Avant d’arriver à 15 heures. le 29 octobre, lorsque les deux convives ont franchi les portes de Ventorro, Vilaplana avait déjà vécu beaucoup de choses. Comme les responsables de Larra, alors que les présidents – Eduardo Zaplana, Francisco Camps et Alberto Fabra – passaient par le Palau de la Generalitat, la journaliste au visage accueillant et doux valencien s’est non seulement imposée comme l’une des présentatrices les plus stables à l’écran dans un écosystème peuplé d’hommes, mais elle est également devenue une icône importante au sein du « star system » des journalistes associés à la majorité absolue du Parti populaire qui ont contribué, directement ou indirectement, à minimiser le bruit du métro de 2006. accident, entre autres moments critiques pour les dirigeants de la rue Caballeros.
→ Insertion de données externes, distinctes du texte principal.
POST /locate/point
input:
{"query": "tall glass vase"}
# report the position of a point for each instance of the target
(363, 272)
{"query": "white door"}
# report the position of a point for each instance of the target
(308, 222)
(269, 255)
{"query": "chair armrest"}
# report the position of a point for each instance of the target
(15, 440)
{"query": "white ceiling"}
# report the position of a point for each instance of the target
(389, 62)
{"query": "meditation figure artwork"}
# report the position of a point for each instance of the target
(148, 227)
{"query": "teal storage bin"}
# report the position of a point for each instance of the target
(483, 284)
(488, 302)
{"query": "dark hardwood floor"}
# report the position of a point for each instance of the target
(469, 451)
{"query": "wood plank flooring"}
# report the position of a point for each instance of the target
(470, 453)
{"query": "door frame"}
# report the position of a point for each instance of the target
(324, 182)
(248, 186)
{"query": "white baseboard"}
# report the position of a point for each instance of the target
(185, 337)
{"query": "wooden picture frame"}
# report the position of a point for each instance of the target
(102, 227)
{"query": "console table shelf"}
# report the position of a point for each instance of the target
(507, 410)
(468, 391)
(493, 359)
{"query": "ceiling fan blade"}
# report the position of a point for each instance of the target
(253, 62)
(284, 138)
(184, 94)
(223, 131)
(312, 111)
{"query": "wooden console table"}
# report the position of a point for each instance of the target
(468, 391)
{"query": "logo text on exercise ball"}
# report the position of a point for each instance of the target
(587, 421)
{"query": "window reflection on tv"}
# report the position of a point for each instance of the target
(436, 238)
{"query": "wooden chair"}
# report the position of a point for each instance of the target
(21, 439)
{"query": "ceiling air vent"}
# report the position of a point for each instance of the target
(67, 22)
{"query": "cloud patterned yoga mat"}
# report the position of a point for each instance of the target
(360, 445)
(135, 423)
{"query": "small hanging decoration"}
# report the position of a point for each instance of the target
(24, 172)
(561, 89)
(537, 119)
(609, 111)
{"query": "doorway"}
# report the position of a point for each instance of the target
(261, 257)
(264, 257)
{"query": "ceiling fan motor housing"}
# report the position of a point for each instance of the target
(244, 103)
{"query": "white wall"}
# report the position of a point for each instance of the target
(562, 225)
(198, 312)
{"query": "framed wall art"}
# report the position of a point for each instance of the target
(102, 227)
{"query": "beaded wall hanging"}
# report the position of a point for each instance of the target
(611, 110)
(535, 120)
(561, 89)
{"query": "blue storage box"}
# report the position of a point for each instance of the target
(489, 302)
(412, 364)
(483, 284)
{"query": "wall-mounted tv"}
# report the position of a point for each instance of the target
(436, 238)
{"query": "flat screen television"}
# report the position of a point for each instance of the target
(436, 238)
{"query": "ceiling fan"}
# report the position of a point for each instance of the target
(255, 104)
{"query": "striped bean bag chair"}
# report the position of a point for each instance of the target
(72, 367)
En effet, Vilaplana a été la présentatrice de la Rencontre mondiale des familles présidée par le pape Benoît XVI et organisée à Valence quelques jours après cet incident qui a coûté la vie à 43 personnes.

« Je me suis réinventé plusieurs fois »

Cette même année-là, en 2006, la journaliste avait déjà atteint une telle popularité grâce aux sept qu’elle avait à l’écran sur Channel 9 qu’elle a décidé de profiter et de rentabiliser son image à travers une société événementielle, créée par elle-même : Bencomunicat, « spécialistes dans l’élaboration de scénarios et de présentations d’événements animés par Maribel Vilaplana, journaliste et présentatrice des programmes d’information de Channel 9, Notícies 9 Migdia et experte en communication ». Jusqu’à la fermeture de la chaîne régionale en novembre 2013, Vilaplana a rendu les deux facettes compatibles, mais c’est après la fermeture des volets de Canal 9 qu’elle a décidé de renforcer son profil de formatrice et coach en communication. « Je me suis réinventé plusieurs fois », a-t-il expliqué dans de nombreuses interviews. Elle est aujourd’hui conseillère en communication et relations institutionnelles et porte-parole de Levante UD mais aussi « consultante et formatrice en communication à fort impact et conférencière », comme indiqué sur sa page Linkedin. En fait, dans cette année post-Ventorro, il n’a pas arrêté de travailler, malgré le recul public qu’il a pris depuis 29-O.

Divorcée de son collègue journaliste Xavier Carrau et mère de deux enfants, Vilaplana fait aujourd’hui face à un « direct » très compliqué, qu’elle n’aurait jamais imaginé lorsque ce jour-là le président de la Generalitat l’a convoquée à déjeuner malgré l’alerte rouge déjà décrétée et avec des dizaines de municipalités sous les vagues des ravins.